The artist played also the final Presto directly attached, attacca. It’s a movement with neck-breaking virtuosity. Beatrice Rana played this very fast, with grumbling quaver triplets, retained, natural-sounding, unpretentious also here. She indeed played legato and sotto voce, as prescribed in the score. This was not an olympic demonstration of utter virtuosity. An honorable approach, for sure—but the virtuosic language, those extremely rapid, parallel triplet movements in both hands, should definitely not be more veiled or blurred than here!
Ravel: La Valse
For an introduction into the composition “La Valse”, poème choréographique by Maurice Ravel (1875 – 1937) see my review on Oxana Shevchenko’s private recital on 2016-01-16. This was originally a piece for orchestra. It was later reworked for piano / four hands. Finally, the composer also arranged it for a single piano player. In this version, it is one of the most demanding pieces in the entire piano literature.
The difficulties are mostly in the sheer technical demands. The piano score (a translation from a complex orchestral score) is extremely dense and polyrhythmic, with such bizarre demands as maintaining a waltz rhythm while simultaneously playing glissandi (up & down) across the entire keyboard. On top of that, there’s the question of interpretation: it is not sufficient to be technically brilliant, even perfect. Especially in the second half of the piece, the artist is meant to convey the uncontrolled, menacing, scary, overexcited atmosphere of the orchestral version.

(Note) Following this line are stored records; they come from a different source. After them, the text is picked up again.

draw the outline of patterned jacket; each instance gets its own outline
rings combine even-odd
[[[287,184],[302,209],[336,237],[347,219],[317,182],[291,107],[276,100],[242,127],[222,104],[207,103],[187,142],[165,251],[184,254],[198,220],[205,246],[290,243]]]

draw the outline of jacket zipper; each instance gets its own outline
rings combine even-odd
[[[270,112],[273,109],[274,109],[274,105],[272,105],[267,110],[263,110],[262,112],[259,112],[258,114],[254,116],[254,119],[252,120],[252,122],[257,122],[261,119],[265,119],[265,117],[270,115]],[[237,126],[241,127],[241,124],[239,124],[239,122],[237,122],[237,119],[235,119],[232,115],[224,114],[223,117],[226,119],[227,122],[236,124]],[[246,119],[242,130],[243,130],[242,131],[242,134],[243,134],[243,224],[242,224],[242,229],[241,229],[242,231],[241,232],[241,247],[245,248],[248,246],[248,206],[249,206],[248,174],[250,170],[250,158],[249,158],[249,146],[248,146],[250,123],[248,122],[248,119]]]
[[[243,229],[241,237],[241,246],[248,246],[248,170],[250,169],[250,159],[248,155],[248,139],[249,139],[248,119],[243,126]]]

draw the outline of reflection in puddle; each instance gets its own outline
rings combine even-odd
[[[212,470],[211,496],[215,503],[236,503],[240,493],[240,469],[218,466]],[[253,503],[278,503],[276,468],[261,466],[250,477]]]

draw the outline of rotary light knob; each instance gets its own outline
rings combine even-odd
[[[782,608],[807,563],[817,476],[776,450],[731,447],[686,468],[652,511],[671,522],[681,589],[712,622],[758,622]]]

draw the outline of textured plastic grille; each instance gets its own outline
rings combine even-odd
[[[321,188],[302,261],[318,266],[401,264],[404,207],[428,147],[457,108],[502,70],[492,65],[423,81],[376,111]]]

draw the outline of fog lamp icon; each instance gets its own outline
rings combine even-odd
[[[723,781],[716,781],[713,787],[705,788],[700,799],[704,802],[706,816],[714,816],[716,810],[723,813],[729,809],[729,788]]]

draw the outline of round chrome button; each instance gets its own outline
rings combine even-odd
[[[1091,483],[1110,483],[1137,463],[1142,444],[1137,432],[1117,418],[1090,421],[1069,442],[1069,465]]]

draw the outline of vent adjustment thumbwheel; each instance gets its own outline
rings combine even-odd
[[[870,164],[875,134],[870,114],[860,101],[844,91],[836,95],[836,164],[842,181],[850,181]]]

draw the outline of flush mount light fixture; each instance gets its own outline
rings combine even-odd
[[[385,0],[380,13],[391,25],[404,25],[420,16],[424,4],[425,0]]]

I found Beatrice Rana’s interpretation of this composition to be technically excellent, masterful. However, sometimes it was a bit too much melodious-waltzy, too harmless, lacking the fantastic, overturned drama, the sometimes ghastly scenery from the orchestral version. It seems to me that many pianists focus too much on technical perfection in this piece, neglecting the atmospheric dimension.
In response to the strong, enthusiastic applause in this concert, Beatrice Rana returned to the beginning, playing the Gigue from Johann Sebastian Bach‘s Partita No.1 in B♭ major, BWV 825. She offered a sporty, fast interpretation, not very differentiated in articulation and phrasing. However, an encore (especially after the above virtuosic, romantic pieces) rarely is the place for carefully reflected, elaborate and detailed performances…
For the same concert, I have also written a (much shorter) review in German for Bachtrack.com. This posting is not a translation of that German review, the rights of which remain with Bachtrack. I create the German review using a subset of the notes taken during this concert. I wanted to enable my non-German speaking readers to read about my concert experience as well. Therefore, I have taken my original notes as a loose basis for this separate posting. I’m including additional material that is not present in the Bachtrack review.